Predict risk scores.

If loss=’coxph’, predictions can be interpreted as log hazard ratio similar to the linear predictor of a Cox proportional hazards model. If loss=’squared’ or loss=’ipcwls’, predictions are the time to event.

Parameters:X (array-like, shape = (n_samples, n_features)) – The input samples.
Returns:y – The risk scores.
Return type:ndarray, shape = (n_samples,)
score(X, y)

Returns the concordance index of the prediction.

Parameters:
  • X (array-like, shape = (n_samples, n_features)) – Test samples.
  • y (structured array, shape = (n_samples,)) – A structured array containing the binary event indicator as first field, and time of event or time of censoring as second field.
Returns:

cindex – Estimated concordance index.

Return type:

float

staged_predict(X)

Predict risk scores at each stage for X.

This method allows monitoring (i.e. determine error on testing set) after each stage.

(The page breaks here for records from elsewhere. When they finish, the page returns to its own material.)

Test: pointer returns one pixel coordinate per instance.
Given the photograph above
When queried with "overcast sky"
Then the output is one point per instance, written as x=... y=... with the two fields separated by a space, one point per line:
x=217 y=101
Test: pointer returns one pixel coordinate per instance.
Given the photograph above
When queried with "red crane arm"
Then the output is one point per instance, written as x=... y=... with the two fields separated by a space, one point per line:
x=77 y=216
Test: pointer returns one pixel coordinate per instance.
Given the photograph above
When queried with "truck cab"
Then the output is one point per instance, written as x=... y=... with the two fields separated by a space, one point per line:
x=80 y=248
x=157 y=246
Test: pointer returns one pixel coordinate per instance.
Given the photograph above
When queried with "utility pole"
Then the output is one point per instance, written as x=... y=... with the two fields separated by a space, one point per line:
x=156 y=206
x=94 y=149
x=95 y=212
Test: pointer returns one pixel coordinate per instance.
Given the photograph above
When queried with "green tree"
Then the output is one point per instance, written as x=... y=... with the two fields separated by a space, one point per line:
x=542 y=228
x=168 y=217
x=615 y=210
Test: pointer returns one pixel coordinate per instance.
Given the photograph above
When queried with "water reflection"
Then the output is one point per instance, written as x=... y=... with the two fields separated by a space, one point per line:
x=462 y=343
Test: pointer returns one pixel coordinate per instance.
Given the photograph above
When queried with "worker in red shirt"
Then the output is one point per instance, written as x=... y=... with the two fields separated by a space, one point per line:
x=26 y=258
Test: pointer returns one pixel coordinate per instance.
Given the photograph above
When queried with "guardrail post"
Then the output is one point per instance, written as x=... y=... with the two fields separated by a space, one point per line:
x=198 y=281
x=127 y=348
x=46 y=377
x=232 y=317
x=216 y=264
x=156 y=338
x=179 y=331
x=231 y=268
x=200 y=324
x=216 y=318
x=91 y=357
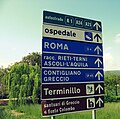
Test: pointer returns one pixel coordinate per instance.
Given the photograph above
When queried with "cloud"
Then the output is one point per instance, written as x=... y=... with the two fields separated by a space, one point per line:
x=117 y=38
x=108 y=57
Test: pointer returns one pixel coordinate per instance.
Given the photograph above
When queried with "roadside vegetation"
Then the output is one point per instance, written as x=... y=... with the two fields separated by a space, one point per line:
x=20 y=85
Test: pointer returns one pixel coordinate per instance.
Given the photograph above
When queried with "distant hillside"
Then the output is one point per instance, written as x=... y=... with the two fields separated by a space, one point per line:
x=117 y=72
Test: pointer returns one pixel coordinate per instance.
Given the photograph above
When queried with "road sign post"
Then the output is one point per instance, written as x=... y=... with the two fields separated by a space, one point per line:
x=52 y=117
x=93 y=114
x=72 y=65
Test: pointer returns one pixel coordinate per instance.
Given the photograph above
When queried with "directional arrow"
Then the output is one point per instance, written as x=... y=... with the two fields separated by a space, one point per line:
x=98 y=62
x=98 y=74
x=98 y=50
x=99 y=101
x=99 y=88
x=97 y=26
x=97 y=36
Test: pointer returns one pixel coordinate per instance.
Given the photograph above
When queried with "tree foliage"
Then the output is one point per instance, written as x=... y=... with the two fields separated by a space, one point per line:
x=23 y=82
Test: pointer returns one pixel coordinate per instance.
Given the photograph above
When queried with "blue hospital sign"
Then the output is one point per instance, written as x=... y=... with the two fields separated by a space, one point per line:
x=88 y=36
x=72 y=64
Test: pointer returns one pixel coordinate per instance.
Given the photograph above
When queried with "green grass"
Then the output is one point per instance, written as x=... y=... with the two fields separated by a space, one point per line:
x=110 y=111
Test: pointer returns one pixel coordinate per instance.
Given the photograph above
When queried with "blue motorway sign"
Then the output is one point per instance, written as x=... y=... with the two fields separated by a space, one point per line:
x=72 y=21
x=71 y=61
x=66 y=46
x=71 y=75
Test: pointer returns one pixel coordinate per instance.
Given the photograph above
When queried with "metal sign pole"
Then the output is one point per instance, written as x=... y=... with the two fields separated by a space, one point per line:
x=93 y=114
x=52 y=117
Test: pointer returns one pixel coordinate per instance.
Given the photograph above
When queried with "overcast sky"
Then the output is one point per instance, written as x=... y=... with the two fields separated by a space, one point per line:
x=21 y=26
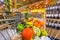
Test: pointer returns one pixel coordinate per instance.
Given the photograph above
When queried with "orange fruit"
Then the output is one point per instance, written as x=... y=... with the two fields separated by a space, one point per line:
x=35 y=23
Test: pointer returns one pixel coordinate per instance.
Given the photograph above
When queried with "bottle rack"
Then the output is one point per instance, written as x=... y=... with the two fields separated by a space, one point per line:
x=53 y=20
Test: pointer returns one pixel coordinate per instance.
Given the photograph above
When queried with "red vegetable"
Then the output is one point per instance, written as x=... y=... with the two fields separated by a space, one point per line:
x=27 y=33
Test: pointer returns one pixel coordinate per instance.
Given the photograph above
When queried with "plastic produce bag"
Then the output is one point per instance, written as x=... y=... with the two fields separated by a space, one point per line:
x=45 y=38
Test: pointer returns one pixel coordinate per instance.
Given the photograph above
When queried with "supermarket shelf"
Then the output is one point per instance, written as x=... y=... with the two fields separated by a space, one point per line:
x=4 y=26
x=8 y=19
x=53 y=32
x=53 y=19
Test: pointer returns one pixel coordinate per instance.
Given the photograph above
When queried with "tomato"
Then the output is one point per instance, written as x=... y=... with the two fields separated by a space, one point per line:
x=27 y=33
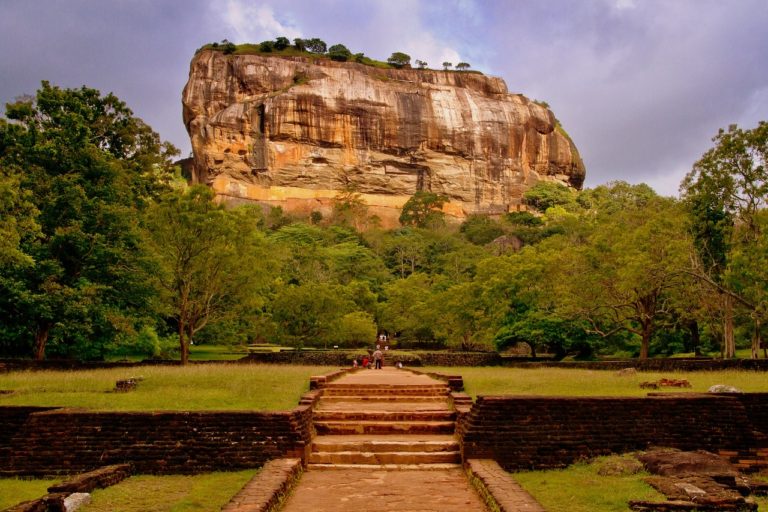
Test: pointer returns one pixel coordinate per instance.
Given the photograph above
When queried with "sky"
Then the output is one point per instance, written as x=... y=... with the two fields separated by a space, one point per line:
x=641 y=86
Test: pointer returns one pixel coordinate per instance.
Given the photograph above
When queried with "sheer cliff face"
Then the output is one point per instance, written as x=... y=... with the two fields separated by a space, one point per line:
x=293 y=132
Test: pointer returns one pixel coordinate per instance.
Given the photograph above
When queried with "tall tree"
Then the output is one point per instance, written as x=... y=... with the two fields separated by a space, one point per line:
x=211 y=262
x=623 y=272
x=79 y=166
x=726 y=191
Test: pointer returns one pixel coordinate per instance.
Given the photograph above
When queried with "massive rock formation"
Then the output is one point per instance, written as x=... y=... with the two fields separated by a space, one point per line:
x=293 y=131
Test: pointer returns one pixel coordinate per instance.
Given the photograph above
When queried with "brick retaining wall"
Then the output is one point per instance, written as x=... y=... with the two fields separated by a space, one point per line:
x=550 y=432
x=648 y=365
x=70 y=441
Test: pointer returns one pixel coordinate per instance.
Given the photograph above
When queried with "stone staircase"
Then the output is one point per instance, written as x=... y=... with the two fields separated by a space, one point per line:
x=384 y=425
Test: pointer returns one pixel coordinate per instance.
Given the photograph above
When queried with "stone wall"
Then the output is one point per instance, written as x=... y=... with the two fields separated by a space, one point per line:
x=69 y=441
x=344 y=358
x=551 y=432
x=649 y=365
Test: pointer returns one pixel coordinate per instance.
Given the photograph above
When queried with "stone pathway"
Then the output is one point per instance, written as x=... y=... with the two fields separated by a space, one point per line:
x=376 y=490
x=385 y=443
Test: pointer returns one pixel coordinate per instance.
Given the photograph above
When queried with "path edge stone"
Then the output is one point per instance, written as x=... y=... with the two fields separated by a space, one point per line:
x=498 y=489
x=268 y=489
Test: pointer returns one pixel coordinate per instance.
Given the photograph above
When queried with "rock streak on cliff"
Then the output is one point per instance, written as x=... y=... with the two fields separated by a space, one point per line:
x=293 y=131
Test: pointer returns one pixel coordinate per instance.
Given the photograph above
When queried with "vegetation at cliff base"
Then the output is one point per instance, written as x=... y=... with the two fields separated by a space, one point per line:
x=106 y=252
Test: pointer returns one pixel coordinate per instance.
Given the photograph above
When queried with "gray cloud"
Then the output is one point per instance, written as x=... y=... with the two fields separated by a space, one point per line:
x=641 y=85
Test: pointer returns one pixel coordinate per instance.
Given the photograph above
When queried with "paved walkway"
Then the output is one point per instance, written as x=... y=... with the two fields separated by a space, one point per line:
x=367 y=490
x=388 y=375
x=386 y=443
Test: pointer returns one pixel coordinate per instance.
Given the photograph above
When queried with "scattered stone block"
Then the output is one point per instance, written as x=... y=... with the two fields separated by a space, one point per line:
x=76 y=500
x=694 y=481
x=617 y=466
x=723 y=388
x=674 y=383
x=125 y=385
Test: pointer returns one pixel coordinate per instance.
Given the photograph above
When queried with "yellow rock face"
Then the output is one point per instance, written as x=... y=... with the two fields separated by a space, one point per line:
x=295 y=131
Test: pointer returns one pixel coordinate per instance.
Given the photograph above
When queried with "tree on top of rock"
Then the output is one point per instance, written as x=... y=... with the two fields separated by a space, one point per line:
x=315 y=45
x=399 y=60
x=339 y=52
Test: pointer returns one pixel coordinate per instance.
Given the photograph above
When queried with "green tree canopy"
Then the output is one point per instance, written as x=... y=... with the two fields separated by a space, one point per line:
x=339 y=52
x=423 y=209
x=77 y=166
x=210 y=262
x=399 y=60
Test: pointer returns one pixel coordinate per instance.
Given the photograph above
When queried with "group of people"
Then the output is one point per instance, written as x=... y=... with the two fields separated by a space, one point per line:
x=376 y=360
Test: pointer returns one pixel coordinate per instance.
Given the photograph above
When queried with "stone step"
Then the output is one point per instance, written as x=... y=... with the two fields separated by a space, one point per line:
x=376 y=444
x=362 y=457
x=378 y=415
x=378 y=392
x=404 y=406
x=387 y=467
x=384 y=398
x=384 y=427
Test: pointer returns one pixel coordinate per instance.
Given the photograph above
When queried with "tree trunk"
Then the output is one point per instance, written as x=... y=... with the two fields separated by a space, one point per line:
x=41 y=339
x=729 y=341
x=645 y=342
x=693 y=326
x=183 y=342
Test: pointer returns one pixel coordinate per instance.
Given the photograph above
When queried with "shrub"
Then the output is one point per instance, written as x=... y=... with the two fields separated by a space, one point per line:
x=399 y=60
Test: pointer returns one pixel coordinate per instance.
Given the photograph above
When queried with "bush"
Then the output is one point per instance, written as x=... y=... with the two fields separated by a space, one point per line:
x=399 y=60
x=339 y=52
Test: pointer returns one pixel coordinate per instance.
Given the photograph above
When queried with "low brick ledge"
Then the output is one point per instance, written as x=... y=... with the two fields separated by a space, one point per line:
x=266 y=491
x=499 y=490
x=97 y=479
x=454 y=382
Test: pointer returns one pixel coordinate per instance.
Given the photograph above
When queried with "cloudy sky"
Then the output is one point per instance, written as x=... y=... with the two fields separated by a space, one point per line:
x=641 y=85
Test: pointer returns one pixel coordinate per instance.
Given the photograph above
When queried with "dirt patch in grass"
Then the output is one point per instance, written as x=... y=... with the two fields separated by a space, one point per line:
x=197 y=387
x=580 y=488
x=171 y=493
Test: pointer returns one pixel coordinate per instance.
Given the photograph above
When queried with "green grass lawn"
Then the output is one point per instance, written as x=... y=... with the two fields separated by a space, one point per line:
x=196 y=353
x=170 y=493
x=579 y=488
x=195 y=387
x=16 y=490
x=575 y=382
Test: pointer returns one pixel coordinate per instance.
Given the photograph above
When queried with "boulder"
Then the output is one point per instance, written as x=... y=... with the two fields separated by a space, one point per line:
x=294 y=131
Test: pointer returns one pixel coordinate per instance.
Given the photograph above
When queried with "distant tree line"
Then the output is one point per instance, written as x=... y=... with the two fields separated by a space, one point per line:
x=104 y=251
x=337 y=52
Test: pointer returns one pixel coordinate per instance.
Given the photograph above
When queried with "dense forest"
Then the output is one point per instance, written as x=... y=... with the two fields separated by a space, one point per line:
x=104 y=249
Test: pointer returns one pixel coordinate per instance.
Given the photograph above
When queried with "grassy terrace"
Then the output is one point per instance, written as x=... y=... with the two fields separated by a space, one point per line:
x=580 y=488
x=196 y=387
x=570 y=382
x=170 y=493
x=279 y=387
x=16 y=490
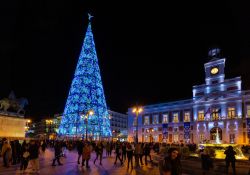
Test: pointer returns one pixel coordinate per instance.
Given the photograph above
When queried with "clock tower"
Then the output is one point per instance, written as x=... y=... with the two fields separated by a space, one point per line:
x=214 y=69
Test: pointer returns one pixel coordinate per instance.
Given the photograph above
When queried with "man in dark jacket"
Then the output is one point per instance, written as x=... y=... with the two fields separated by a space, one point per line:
x=230 y=158
x=79 y=148
x=171 y=163
x=58 y=152
x=34 y=153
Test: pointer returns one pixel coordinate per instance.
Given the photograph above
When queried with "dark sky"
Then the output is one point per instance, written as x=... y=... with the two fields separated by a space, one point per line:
x=149 y=52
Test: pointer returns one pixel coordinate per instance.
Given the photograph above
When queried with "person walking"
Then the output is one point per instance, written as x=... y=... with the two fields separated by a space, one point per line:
x=118 y=151
x=79 y=147
x=44 y=145
x=99 y=152
x=14 y=153
x=130 y=150
x=108 y=147
x=86 y=154
x=34 y=156
x=24 y=158
x=6 y=153
x=58 y=153
x=147 y=153
x=230 y=158
x=171 y=163
x=124 y=152
x=206 y=162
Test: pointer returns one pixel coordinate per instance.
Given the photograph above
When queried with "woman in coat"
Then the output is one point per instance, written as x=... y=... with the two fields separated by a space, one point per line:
x=86 y=154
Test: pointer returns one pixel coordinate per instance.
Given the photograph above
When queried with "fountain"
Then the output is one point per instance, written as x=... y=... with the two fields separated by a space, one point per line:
x=218 y=149
x=217 y=140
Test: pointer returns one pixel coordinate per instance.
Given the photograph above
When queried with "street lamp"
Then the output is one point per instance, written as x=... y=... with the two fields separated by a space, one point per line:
x=137 y=111
x=86 y=116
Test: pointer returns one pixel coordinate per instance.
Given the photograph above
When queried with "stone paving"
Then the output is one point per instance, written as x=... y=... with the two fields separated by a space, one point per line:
x=70 y=167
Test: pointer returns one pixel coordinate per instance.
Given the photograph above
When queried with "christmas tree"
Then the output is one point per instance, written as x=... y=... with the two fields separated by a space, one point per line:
x=86 y=93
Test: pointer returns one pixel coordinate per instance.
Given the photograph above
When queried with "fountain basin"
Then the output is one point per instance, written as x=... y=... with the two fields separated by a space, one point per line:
x=219 y=149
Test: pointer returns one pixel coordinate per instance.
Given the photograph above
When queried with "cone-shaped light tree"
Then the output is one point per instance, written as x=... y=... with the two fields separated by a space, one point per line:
x=86 y=93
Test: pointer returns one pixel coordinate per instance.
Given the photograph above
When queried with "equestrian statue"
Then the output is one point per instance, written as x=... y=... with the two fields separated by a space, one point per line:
x=13 y=104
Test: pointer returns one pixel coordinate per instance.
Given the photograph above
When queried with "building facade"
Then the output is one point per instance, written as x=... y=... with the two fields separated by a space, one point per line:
x=218 y=112
x=48 y=128
x=119 y=125
x=13 y=126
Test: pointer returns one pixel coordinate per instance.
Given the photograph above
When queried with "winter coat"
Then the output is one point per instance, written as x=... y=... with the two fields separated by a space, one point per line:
x=6 y=148
x=86 y=153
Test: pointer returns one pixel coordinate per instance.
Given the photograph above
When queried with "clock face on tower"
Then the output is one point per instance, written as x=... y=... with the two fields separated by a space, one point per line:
x=214 y=70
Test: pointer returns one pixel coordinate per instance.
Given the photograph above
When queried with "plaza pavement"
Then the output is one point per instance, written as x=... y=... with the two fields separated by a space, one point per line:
x=70 y=166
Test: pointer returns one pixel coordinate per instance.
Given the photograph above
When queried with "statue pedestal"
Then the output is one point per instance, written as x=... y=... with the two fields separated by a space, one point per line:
x=12 y=126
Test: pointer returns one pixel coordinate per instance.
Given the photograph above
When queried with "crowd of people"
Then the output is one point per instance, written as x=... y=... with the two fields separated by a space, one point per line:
x=133 y=154
x=14 y=152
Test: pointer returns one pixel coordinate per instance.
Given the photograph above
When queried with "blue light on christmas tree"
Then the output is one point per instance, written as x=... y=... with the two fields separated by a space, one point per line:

If loss=’coxph’, predictions can be interpreted as log hazard ratio similar to the linear predictor of a Cox proportional hazards model. If loss=’squared’ or loss=’ipcwls’, predictions are the time to event.

Parameters:X (array-like, shape = (n_samples, n_features)) – The input samples.
Returns:y – The predicted value of the input samples.
Return type:generator of array of shape = (n_samples,)